In his three other first-class appearances he chipped in with the occasional wicket but was unable to take a big haul. He did however take some big wickets, including Justin Langer twice and against Tasmania he dismissed Ricky Ponting hit wicket. As Cricket Australia chief executive, Sutherland would later work alongside the Australian captain, as he did with Steve Waugh whom he also took the wicket of during his career, on his List A debut. He was part of Victoria's 1992/93 Mercantile Mutual Cup campaign and played in the Final which they lost to New South Wales.

Sutherland is a chartered accountant who formerly worked for Ernst & Young. Following the conclusion of Sutherland's cricket career, he became a finance manager at the Carlton Football Club and was appointed as an assistant coach of Victoria in 1998/99, having become a Level III coach. Sutherland also had a stint as coach of the Melbourne University Cricket Club, where he is a life member, having played District cricket there for many years.

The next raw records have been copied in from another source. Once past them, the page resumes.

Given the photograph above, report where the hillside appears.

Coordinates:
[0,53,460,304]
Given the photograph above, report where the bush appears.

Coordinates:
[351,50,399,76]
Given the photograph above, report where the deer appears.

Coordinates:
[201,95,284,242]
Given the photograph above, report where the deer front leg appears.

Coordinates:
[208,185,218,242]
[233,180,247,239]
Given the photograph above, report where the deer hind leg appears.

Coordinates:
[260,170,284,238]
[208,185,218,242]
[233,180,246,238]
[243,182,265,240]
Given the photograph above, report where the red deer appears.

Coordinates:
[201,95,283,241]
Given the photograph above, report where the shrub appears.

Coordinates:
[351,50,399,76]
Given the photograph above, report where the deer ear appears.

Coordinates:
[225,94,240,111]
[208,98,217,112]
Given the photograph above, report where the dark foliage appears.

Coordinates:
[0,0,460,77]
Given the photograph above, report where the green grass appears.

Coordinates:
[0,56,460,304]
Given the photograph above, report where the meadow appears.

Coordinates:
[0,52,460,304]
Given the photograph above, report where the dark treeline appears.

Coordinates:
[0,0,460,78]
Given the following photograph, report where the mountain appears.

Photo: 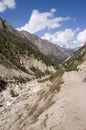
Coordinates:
[0,38,86,130]
[0,18,55,82]
[19,31,74,63]
[0,19,86,130]
[63,43,86,71]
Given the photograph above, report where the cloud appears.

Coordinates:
[73,29,86,47]
[42,29,75,46]
[77,29,86,43]
[17,8,70,33]
[0,0,16,12]
[41,28,86,48]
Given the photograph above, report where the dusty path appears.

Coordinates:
[27,72,86,130]
[0,64,86,130]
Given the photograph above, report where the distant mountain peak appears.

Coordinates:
[0,17,14,32]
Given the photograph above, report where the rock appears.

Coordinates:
[10,89,19,97]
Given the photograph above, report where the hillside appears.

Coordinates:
[63,44,86,71]
[18,31,74,64]
[0,18,55,78]
[0,39,86,130]
[0,19,86,130]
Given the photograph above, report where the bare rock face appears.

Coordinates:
[0,18,14,32]
[20,56,55,73]
[18,31,74,63]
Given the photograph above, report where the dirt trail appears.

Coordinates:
[0,62,86,130]
[31,71,86,130]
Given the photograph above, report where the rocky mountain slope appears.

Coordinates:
[0,18,55,82]
[19,31,74,63]
[0,17,86,130]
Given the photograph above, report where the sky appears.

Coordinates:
[0,0,86,48]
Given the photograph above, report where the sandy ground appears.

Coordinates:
[0,62,86,130]
[28,63,86,130]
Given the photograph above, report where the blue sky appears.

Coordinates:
[0,0,86,47]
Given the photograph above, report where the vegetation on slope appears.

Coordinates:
[0,30,55,72]
[63,45,86,71]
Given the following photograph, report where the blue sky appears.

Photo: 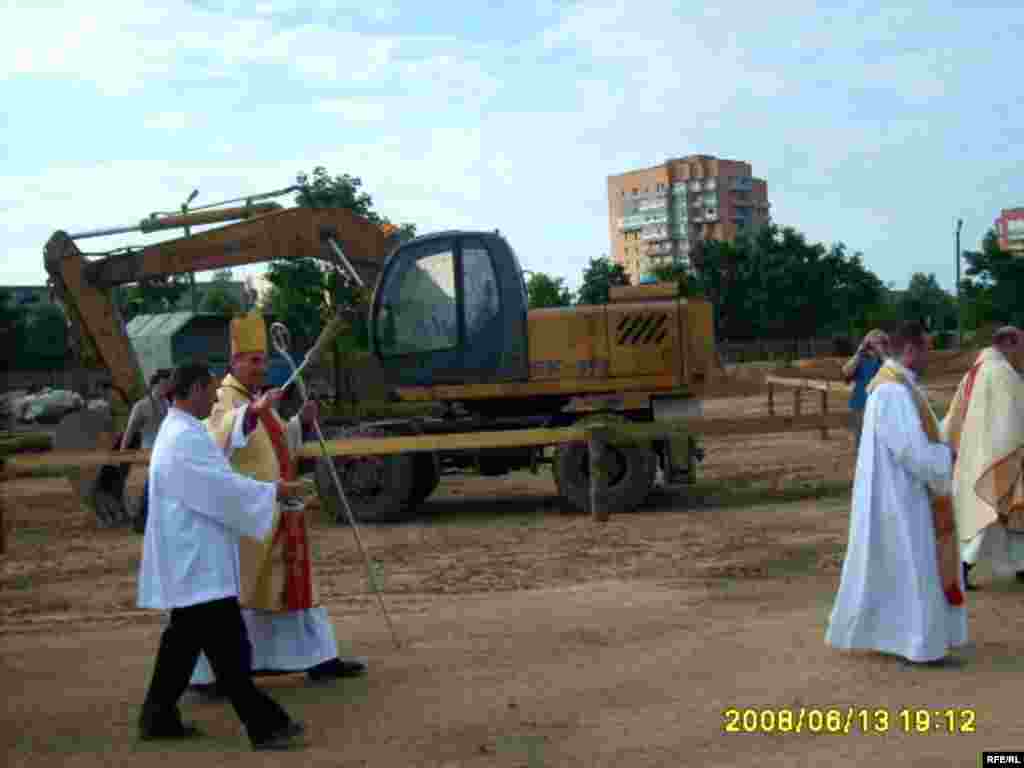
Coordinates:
[0,0,1024,288]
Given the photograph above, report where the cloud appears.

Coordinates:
[313,98,391,123]
[0,0,1024,296]
[142,112,195,133]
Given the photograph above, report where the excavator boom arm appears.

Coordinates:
[44,208,397,429]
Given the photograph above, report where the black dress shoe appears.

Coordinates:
[903,656,967,670]
[306,658,367,683]
[253,720,306,752]
[138,723,203,741]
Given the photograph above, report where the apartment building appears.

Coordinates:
[995,208,1024,256]
[608,155,770,284]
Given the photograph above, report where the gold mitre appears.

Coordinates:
[231,312,266,357]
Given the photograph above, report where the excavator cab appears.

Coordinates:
[370,231,529,386]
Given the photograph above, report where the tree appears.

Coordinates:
[654,224,883,339]
[119,274,188,321]
[961,229,1024,329]
[200,269,242,317]
[526,272,572,309]
[577,256,630,304]
[264,166,416,397]
[900,272,956,331]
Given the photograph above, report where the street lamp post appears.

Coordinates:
[956,219,964,347]
[181,189,199,314]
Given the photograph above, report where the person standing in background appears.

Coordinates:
[843,329,889,454]
[119,368,171,534]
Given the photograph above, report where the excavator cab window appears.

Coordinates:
[378,237,459,357]
[371,232,528,384]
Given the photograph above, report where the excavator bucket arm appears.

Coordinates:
[45,208,397,427]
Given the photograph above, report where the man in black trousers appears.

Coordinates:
[138,364,304,750]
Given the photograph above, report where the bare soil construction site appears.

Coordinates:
[0,375,1024,768]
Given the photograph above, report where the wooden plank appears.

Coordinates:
[397,374,684,401]
[6,451,150,477]
[765,376,853,392]
[6,413,851,477]
[600,412,852,443]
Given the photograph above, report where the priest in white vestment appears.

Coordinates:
[942,326,1024,589]
[138,365,304,750]
[825,324,967,665]
[191,312,366,695]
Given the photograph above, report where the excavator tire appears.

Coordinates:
[552,417,657,512]
[313,427,417,524]
[53,411,131,527]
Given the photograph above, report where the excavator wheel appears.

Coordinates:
[552,415,657,512]
[53,411,130,527]
[313,427,416,523]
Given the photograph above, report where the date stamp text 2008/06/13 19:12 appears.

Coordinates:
[722,707,978,734]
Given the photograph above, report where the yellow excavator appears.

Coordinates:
[45,190,722,521]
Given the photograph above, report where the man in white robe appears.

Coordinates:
[942,326,1024,589]
[138,365,304,750]
[191,312,367,697]
[825,324,967,666]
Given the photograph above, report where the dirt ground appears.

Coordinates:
[0,376,1024,768]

Sutherland joined the Australian Cricket Board, now known as Cricket Australia, as general manager in 1998. Three years later (in 2001) he replaced Malcolm Speed to become the chief executive.

On 6 June 2018, Sutherland announced his retirement, giving Cricket Australia 12 months notice to find a suitable replacement.

In 2019, Sutherland became chairman of PlayHQ, a community sport competition platform.

In August 2020, Sutherland was appointed CEO of Golf Australia.